The hair is disgusted by his owner.  He describes (tamely, for this book) his master’s coupling with a prostitute, all pain and degradation and membranes and armpits.  His master takes flight “with the wings which he had hitherto hidden under his emerald robe” (105).  I, the reader, had already expected something like this, so I was not too surprised when God himself returns to recover his lost hair.

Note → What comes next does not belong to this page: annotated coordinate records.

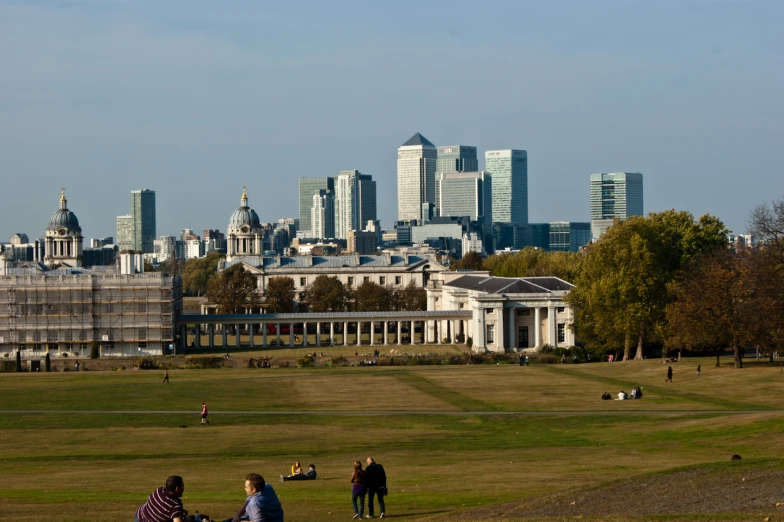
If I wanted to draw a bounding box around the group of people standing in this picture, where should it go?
[351,457,387,518]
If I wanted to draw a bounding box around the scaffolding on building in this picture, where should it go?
[0,270,182,356]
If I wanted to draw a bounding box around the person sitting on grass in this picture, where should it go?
[133,475,188,522]
[280,464,316,482]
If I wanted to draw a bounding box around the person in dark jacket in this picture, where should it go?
[365,457,387,518]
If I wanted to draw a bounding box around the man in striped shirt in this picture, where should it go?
[133,475,188,522]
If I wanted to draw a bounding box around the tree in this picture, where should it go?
[748,197,784,272]
[354,281,392,312]
[567,210,727,359]
[264,277,296,314]
[667,248,784,368]
[450,252,484,271]
[301,275,348,313]
[182,252,224,296]
[393,281,427,312]
[207,263,259,314]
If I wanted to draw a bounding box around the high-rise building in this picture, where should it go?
[436,145,479,216]
[438,171,493,233]
[357,174,378,225]
[591,172,643,241]
[335,170,376,239]
[297,177,335,236]
[397,132,438,223]
[131,189,157,253]
[310,189,335,239]
[117,214,133,252]
[485,149,528,225]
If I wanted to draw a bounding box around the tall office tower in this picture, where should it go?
[397,132,438,223]
[117,214,133,252]
[591,172,643,241]
[131,189,157,254]
[436,145,479,215]
[297,178,335,232]
[356,174,377,224]
[335,170,362,239]
[310,189,335,239]
[485,149,528,225]
[438,171,493,233]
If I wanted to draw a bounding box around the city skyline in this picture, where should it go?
[0,0,784,238]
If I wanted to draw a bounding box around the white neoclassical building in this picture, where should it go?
[427,272,574,352]
[226,187,264,261]
[44,189,82,268]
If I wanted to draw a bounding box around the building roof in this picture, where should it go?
[401,132,435,147]
[444,275,574,294]
[225,255,443,270]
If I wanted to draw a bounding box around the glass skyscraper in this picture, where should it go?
[485,149,528,225]
[131,189,158,254]
[435,145,479,215]
[591,172,644,241]
[299,177,335,232]
[397,132,438,223]
[438,172,493,233]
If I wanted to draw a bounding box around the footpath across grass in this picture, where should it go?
[0,359,784,521]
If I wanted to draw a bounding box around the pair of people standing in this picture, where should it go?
[351,457,387,518]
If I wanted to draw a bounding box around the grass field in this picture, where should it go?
[0,356,784,521]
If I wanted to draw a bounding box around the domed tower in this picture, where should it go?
[44,189,82,268]
[226,187,262,261]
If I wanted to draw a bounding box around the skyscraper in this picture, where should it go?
[397,132,438,222]
[117,214,132,252]
[435,145,479,215]
[310,189,335,239]
[438,172,493,233]
[299,177,335,236]
[591,172,643,241]
[131,189,158,254]
[485,149,528,225]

This scene is about eleven pages long, so substantial, and varied, and plenty crazy.  I was eager enough, early on, to dismiss Ducasse as crazy, but the scene – most of Maldoror – is simply too written, too packed with unsaponified, non-obligatory metaphor.  There was a writer at work here.  What he would have given us without Baudelaire’s hard-fought innovations, I cannot guess, but Ducasse was truly receptive and conceptually pure, ready to move forward, whether or not he had a single reader.  Forward to – where?  I know, I know.  Meaning, I don’t know.